The sounds in the house are so different from the crackle and whisper of the woods that it takes time to name them. The hum of the refrigerator, the washing machine grinding because—Happy looks down—they have changed his
hospital rags for gray stuff like the clothes—clothes!—he used to wear when he was a … The bark of the furnace kicking in. A telephone ringing, ringing, ringing and soft voices: women talking, a strange man’s voice downstairs in the hall. Brent is arguing with the other.

The smells in this house at this moment in his life are enough to break Happy’s heart. He can smell mold in the foundations, laundry products; dust, in this room in particular; there is the residue of memory and oh, God …—
God?
—there is the smell of something cooking. Whatever else is going on in this place he used to know so well and had forgotten completely,
Mom
is baking brownies. Everything waters. Happy’s mouth, his nose, his eyes.

It’s getting dark, but nobody comes. Cramped as he is, stuck under the crib for too long when he is used to running free in the woods, Happy is restless and twitching. He thought by this time Brent would be in here raging; they could have fought. He could have killed the brother. Unless Brent jabbed another dart into Happy and dragged him out from under here. Instead the shouting stayed downstairs, sliding into the low, grating whine of a long argument. Then doors slammed and the cars roared away. Now there is no more talking. The machines have stopped. There is almost-silence in the house, except for the stir of a body he knows, approaching. What does he remember from the last time he heard her footsteps? Nothing he chooses to remember. Trembling, he pulls himself out from under the crib just long enough to run his hand along the bedroom door. He finds the lock. He loves the click.

There is a long silence in the hall outside his room. Then there is the soft footfall as she goes away.

Alone in the tight space he has created, Happy considers. Wolves are taught to lay back in this situation, and he is more wolf than anything else. He’s been out cold for a long time, and there are problems.
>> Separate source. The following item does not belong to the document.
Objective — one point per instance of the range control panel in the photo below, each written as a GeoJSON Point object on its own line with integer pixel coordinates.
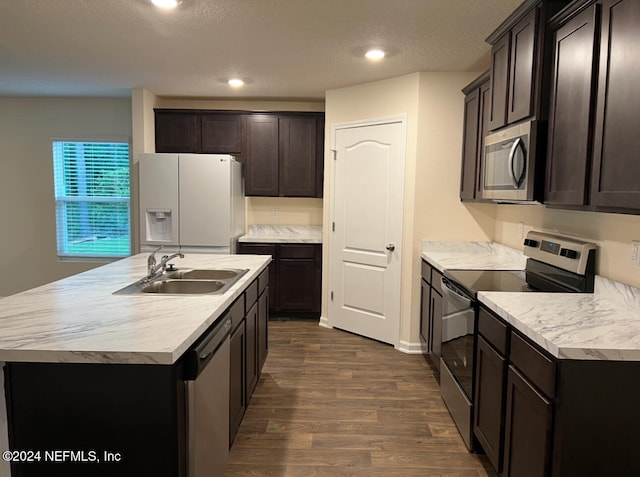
{"type": "Point", "coordinates": [568, 253]}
Wolves wake up ravenous. Happy hasn’t fed since he came to in the crate and emptied his dish. Another thing: a wolf never fouls the den where he is sleeping. When the old house has been still for a long time he eases out from under the crib, unlocks the door, and leaves the room.

Where Happy loped along on all fours when he ran with the pack, race memory kicks in, now that he is here. This place he hoped to forget was not built for wolves. He stands and prowls the house on bare feet. She has left food: some kind of meat on the kitchen table, brownies. He empties the plate, pulling strings of plastic wrap out of the half-chewed chocolate squares before he
swallows them. Now, the other thing? As Sonia’s cub he never fouled the lair. There is a bathroom just off the kitchen. Happy cringes. What was he supposed to do back then, when he was small and trapped in here? Who used to hit him and hit him for forgetting?

He touches the nail where the belt used to hang and the ghost family rises up like the missing limb miraculously restored. Growling, he quits the house.

Can you ever walk out of your old skin and back into the woods where you were so happy, running with the wolves? There are no woods outside this house, just streets and cement sidewalks and metal fences around house after house after identical house; there are few trees and no hillside which means no caves, no undergrowth and no place to dig, where he can pull in brush to cover himself; it is worrisome and sad. The urban sky is like a cup with Happy trapped under it. He relieves himself and goes back inside. The old room is safe, now that he knows he can lock it.

His days don’t change.

At night he goes out to eat what she leaves and to relieve himself. One night it was a meat pie, another, a whole ham.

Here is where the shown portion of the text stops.